Daley and Tom Adeyemi struggled to find a place in the game with Adeyemi poor today by virtue of the fact that his role was so isolated in the side. The attacking midfielder in a team which did not attack he enjoyed a better afternoon scoring the goal last week at Shrewsbury but that that was the one in a defeat, no matter how fruitless it may have seemed his his performance was today a consequentialist would say it was good.

Daley – on the other hand – is one short of a hundred games for the Bantams but cut an isolated figure on the left hand side of an attacking three with the requirement to pull back and bolster the backline curtailing his advances. His role in the side would seem to be to stay as solid as he can and then – if he can – provide the spark that makes the difference.

Any trouble for the Bantams side was marked by the agitated figure of Peter Taylor surging forward from the technical area to blast his team with instructions. Moving like a marionette with its strings tangled Taylor fumed at his side enforcing the defensive unit in an attempt to ensuring that the win was not lost. The big decision of the game – to replace Duff with Rehman – Taylor judged exceptionally well although the consequentialism which dictates the merits of the display also judges the quality of the substitution.

In short everything was good, but cause it ended well.

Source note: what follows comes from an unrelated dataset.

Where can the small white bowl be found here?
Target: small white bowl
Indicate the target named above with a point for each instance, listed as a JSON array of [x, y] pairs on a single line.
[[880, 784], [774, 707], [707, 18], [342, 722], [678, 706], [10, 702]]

Nevertheless – and the statement is remarkable when said out loud – the Bantams were booed off for wining the game 1-0. Indeed through the second half that saw City build the wall of a defensive which could not be breeched there was an increasing grumble that Taylor should “sort it out” which – considering the Bantams were in the lead and not especially living on the edge – was to be assumed to be a desire for a more attacking game to be adopted.

The consequentialism as opposed to a deontological approach which would have it that football is for the enjoying and a victory without enjoyment is no victory at all, or rather that it is a bad victory and that it needed rectifying.

All of which send the mind drifting back to a Saturday in February in which Stuart McCall’s Bradford City side battered a Bury team which ended up winning 1-0. McCall bowed to the pressure (which came from both the terraces and the boardroom) and exited after that game with an idea that his deontological approach was not what the club needed.

The club needed – it was said – a manager who won games and evidently Peter Taylor is that manager and one has to wonder what the 57 year old gaffer would make of the reception his side received for the three points they worked hard to win.

Indeed what is one to make of a group of supporters who boo when the team does not win, boo when it does and seemingly will only be sated when the club are winning every game with a flourish, probably scoring with exactly the kind of Hollywood football which did not work for Stevenage?

The descenting voices who complained that the club needed to forgo all in favour of victory are now complaining that the wins are not attractive enough. A lesson for Mark Lawn – perhaps – in the merits and effects of appeasing the malcontent.

The Bantams have a first win of the League season and go to Torquay with points on the board, the unique sound of a Bradford City team being booed off for winning a game rattling in the hollow, empty, otiose Valley Parade.